Поймав взгляд официанта, он лениво помахал ему рукой, требуя новую порцию. Однако когда тот принес выпивку, Дидье едва пригубил ее, из чего я заключил, что он настроился на длительную беседу. Было всего два часа дня, погода стояла пасмурная. С «ночи убийц» прошло уже три месяца. До первых муссонных дождей оставалась еще неделя, но каждое сердце в Бомбее сжималось в напряженном ожидании. Как будто за стенами города собиралось несметное вражеское войско, готовящееся к сокрушительному штурму. Я любил эту последнюю неделю перед наступлением дождей — атмосфера всеобщего возбуждения была сродни тому состоянию душевной сумятицы и беспокойства, в котором я жил практически все время.
— Судя по фотографиям, моя мать была красивой и хрупкой женщиной, — продолжал Дидье. — Ей было всего восемнадцать, когда она меня родила, а спустя два года она скончалась. Грипп с осложнениями.
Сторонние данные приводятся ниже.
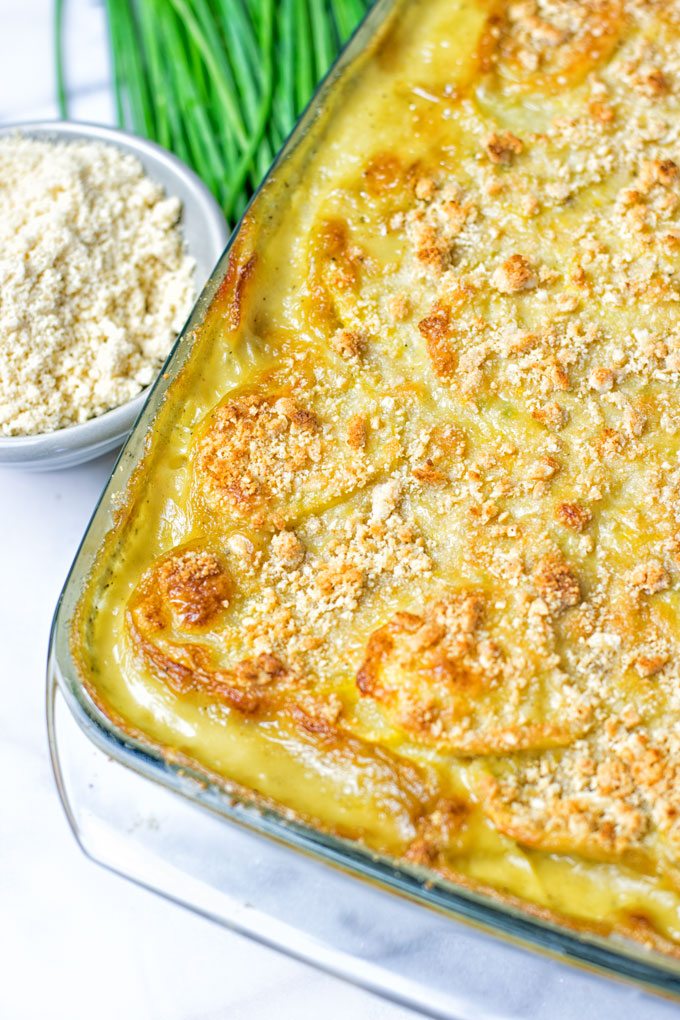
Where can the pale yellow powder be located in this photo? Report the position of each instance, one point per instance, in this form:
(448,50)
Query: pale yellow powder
(95,282)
Но мне не раз приходилось слышать недобрый шепот, что и отец был виноват, так как недостаточно заботился о ней и скупился на докторов, когда она заболела. Как бы то ни было, мне тогда не исполнилось и двух лет, так что я ее не помню. Отец преподавал химию и математику. Он был намного старше матери. К тому времени, как я пошел в школу, он уже стал ее директором. Говорили, что он блестящий специалист, и наверное, так оно и было, потому что иначе вряд ли еврей мог бы занять этот пост во французской школе. Расизм и антисемитизм были в то время, вскоре после войны, чем-то вроде эпидемии в Марселе и его окрестностях. Не исключено, что порождало их чувство вины. Отец был упрямым человеком — ведь только из упрямства можно податься в математики, мне кажется. Возможно, и сама математика — некая разновидность упрямства, как ты считаешь?
— Возможно, — улыбнулся я. — Я никогда не смотрел на нее под таким углом зрения, но может быть, ты и прав.
— Alors, отец после войны вернулся в Марсель, в тот самый дом, откуда его выперли антисемиты, когда они захватили власть в городе. Он был участником Сопротивления, сражался с немцами и был ранен. Поэтому никто не осмеливался выступать против него — по крайней мере, открыто. Но я уверен, что его еврейское лицо, еврейская гордость и прекрасная молодая жена-еврейка напоминали добрым марсельцам о тысячах французских евреев, которые были выданы немцам и посланы на смерть. И он находил холодное удовлетворение в том, чтобы вернуться именно в тот дом, откуда его выгнали, к тем людям, которые его предали. А когда мать умерла, эта холодность, я думаю, завладела его сердцем. Даже его прикосновения, как я помню, были холодными. Холодной была рука, притрагивавшаяся ко мне.